“Thou art not more holy, though thou be commended; nor the more worthless, though thou be found fault with. What thou art, that thou art; neither by words canst thou be made greater, than what thou art in the sight of God. If thou consider what thou art within thee, thou wilt not care what men talk of thee. Man looketh on the countenence, but God on the heart. Man considereth the deeds, but God weigheth the intentions.” – Thomas a Kempis
Hello, my name is Travis Harmon, and it’s very nice to meet you.
When this type of formal introduction happens, there’s usually a rush of judgments going on in the minds of the newly introduced. People are either respected or red-flagged depending on their body size, clothing style, facial hair, tattoos, or lack thereof. We superficially pinpoint traits that we’ve predetermined our own attitudes about. This is called prejudice, but our appearances do not necessarily define us.
On September 11, 2001, our country experienced one of the most horrific event of our history. With thousands of lives lost, our country stood together to reunite and rebuild amidst the destruction. The event was catastrophic, but it didn’t define us. Our problems don’t define us.

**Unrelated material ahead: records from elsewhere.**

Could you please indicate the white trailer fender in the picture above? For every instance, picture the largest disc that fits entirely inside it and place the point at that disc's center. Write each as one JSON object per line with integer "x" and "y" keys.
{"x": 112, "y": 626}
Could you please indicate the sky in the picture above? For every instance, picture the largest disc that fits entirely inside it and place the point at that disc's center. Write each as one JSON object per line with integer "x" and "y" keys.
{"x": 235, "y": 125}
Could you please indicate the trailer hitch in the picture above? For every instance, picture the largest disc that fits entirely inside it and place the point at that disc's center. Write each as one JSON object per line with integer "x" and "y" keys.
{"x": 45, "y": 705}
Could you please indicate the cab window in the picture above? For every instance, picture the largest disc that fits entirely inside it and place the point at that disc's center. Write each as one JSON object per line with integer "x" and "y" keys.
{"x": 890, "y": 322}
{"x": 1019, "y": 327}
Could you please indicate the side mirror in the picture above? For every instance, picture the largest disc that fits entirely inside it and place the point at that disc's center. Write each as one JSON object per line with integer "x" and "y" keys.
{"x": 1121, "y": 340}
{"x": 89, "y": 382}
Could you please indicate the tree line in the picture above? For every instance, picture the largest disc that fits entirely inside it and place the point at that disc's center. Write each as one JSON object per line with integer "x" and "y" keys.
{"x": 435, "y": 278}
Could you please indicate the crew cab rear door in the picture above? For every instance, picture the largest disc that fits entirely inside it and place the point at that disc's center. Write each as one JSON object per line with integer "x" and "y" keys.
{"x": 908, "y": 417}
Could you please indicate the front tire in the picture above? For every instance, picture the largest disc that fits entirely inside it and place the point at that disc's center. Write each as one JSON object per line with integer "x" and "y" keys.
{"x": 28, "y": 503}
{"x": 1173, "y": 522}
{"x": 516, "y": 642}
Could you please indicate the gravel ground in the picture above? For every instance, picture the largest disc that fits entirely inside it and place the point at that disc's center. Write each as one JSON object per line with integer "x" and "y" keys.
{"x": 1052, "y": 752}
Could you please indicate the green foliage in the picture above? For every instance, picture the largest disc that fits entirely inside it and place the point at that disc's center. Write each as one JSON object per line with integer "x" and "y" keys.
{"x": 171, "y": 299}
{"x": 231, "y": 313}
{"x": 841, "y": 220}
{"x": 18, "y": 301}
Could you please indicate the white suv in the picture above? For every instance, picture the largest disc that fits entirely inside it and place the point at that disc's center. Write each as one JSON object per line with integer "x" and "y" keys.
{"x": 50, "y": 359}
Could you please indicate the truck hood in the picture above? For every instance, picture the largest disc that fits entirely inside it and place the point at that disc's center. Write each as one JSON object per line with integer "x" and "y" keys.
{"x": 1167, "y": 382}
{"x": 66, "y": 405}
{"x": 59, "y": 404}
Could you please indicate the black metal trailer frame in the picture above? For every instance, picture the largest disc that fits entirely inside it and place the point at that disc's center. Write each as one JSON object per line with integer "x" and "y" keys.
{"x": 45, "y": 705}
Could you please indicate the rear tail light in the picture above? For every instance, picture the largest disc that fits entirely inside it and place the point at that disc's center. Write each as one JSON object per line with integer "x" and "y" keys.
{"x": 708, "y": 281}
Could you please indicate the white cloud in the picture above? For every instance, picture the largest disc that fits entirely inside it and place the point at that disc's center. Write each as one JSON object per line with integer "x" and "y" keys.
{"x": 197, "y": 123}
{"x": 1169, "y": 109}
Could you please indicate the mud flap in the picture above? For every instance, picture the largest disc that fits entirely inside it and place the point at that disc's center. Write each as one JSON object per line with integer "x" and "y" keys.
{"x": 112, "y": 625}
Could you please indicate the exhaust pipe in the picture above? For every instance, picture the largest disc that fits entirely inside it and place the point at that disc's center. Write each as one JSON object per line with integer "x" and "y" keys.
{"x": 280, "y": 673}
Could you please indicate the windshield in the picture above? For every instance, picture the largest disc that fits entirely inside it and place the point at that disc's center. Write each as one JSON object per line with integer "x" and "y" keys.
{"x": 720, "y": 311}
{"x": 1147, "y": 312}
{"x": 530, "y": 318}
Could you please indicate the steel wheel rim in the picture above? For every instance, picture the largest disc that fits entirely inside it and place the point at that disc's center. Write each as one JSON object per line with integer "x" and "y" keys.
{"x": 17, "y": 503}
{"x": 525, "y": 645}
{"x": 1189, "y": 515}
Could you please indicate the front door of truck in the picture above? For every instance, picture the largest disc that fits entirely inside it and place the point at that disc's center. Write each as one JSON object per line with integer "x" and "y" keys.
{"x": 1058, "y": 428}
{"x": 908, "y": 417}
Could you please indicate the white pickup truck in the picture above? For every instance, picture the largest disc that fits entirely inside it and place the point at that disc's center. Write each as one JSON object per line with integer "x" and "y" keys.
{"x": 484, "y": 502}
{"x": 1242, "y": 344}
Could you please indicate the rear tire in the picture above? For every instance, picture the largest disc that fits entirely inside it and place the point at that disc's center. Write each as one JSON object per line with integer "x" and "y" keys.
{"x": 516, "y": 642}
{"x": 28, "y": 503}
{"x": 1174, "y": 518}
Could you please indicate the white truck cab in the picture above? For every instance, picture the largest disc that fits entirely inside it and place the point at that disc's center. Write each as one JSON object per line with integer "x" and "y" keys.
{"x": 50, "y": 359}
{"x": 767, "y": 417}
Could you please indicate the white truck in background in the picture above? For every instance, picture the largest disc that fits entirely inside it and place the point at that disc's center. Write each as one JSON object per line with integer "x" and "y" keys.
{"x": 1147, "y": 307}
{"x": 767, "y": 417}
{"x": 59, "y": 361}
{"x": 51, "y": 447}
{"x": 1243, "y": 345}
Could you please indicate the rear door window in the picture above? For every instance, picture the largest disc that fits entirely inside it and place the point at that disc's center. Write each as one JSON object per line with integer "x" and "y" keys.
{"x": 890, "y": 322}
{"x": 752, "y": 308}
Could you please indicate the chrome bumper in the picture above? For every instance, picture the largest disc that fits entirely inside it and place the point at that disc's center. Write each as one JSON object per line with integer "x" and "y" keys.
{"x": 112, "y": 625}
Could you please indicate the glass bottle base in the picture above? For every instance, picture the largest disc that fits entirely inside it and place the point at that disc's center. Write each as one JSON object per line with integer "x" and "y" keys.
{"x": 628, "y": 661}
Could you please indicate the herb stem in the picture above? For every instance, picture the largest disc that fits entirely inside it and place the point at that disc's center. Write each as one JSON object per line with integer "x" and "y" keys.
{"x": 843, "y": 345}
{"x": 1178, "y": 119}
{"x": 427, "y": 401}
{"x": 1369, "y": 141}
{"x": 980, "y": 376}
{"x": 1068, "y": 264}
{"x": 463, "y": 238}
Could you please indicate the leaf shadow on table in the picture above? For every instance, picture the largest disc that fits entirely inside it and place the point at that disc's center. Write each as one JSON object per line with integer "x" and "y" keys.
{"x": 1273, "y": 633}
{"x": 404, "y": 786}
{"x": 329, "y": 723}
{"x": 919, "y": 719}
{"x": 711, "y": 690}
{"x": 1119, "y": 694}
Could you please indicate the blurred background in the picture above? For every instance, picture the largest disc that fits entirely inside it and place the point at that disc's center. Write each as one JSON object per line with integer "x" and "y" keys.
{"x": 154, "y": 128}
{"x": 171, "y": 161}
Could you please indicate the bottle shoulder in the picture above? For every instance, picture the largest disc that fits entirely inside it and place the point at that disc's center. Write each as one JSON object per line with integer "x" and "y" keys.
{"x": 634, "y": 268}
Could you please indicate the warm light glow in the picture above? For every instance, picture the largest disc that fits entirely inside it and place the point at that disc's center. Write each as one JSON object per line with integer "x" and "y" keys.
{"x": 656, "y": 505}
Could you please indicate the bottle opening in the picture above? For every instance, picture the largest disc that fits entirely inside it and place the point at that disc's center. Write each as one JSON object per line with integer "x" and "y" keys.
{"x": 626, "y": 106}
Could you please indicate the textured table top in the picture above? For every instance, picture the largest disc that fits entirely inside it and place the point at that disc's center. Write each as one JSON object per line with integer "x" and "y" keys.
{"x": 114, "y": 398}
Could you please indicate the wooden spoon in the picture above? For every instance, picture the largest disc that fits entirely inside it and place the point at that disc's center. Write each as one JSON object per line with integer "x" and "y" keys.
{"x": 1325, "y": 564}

I was recently approached by a church that asked me to interview for a job. The only requirement they had given me was to verify that I was a proud member of their denomination. I believe we lose God’s bigger picture of the church when we seclude ourselves to these titles. I believe our theology is an important part of who we are, but I quickly realized that my denomination doesn’t define me.
I bought my car many years ago while I was in college. I bought the car with a cracked headlight. I decided that I would protest our culture’s warped sense of cultural pressure to define ourselves by our automobiles. I’ve never paid the fifteen dollars to have it fixed. I made a promise to myself that I would drive the ‘Tank’ until it would no longer run. More than 10 years later, I still can’t kill it. However, my car doesn’t define me.
A friend recently expressed the hurt he had felt over a pastor addressing him as an ex-convict. As a Christian, an incredibly talented musician, a tender hearted husband, father and friend, he rightfully struggled to be identified by his past mistakes. We live with the consequences of our past sins, but our past sins don’t define us.
Our problems don’t define us. Our denominations don’t define us. Our transportation doesn’t define us. Our past failures don’t define us. Our skin color doesn’t define us. Our homes don’t define us. Our neighborhoods don’t define us. Our family doesn’t define us. You can learn a lot about a person by the friends they have, but even still our friends don’t define us. Our jobs don’t define us. Our bank accounts don’t define us. Our trophies don’t define us. Our possessions will never define us.
I recently read that ‘we are spiritual beings having a human experience.’ When we allow material possessions to define us, we lose sight of the ultimate purpose of our humanity. When our lives are completely focused on our humanity, we lose sight of the spiritual life we were created to exercise. When we allow ourselves to be defined by our past failures we deny God’s ability to continue to script our future! When we allow ourselves to be defined by anyone other than ourselves, we enslave ourselves inside the prison of identity crisis.
Stop letting your car identify you. Stop feeling inadequate if your house isn’t featured on MTV cribs. Stop working for your bank account. Learn to make your bank account work for you. Stop letting your past mistakes define you. Today is a new opportunity to fix the brokenness of the past. No matter where you may find yourself today, in a jail cell or in your subdivision, realize that God’s purpose for your life is to use all of the physical things we have to serve Him spiritually. Even our struggles. Find a new identity today in Christ!
1 Peter chapter 2 further explains our dilemma. In one verse it says “you are a chosen people, a royal priesthood, a holy nation, God’s special possession.” It’s time we realize who we are in Christ, and stop being hindered by things that only slow us down in our chase for the purpose of the cross. It’s time we begin to live Philippians 2:5 and let our attitude reflect our faith, and not our ______________.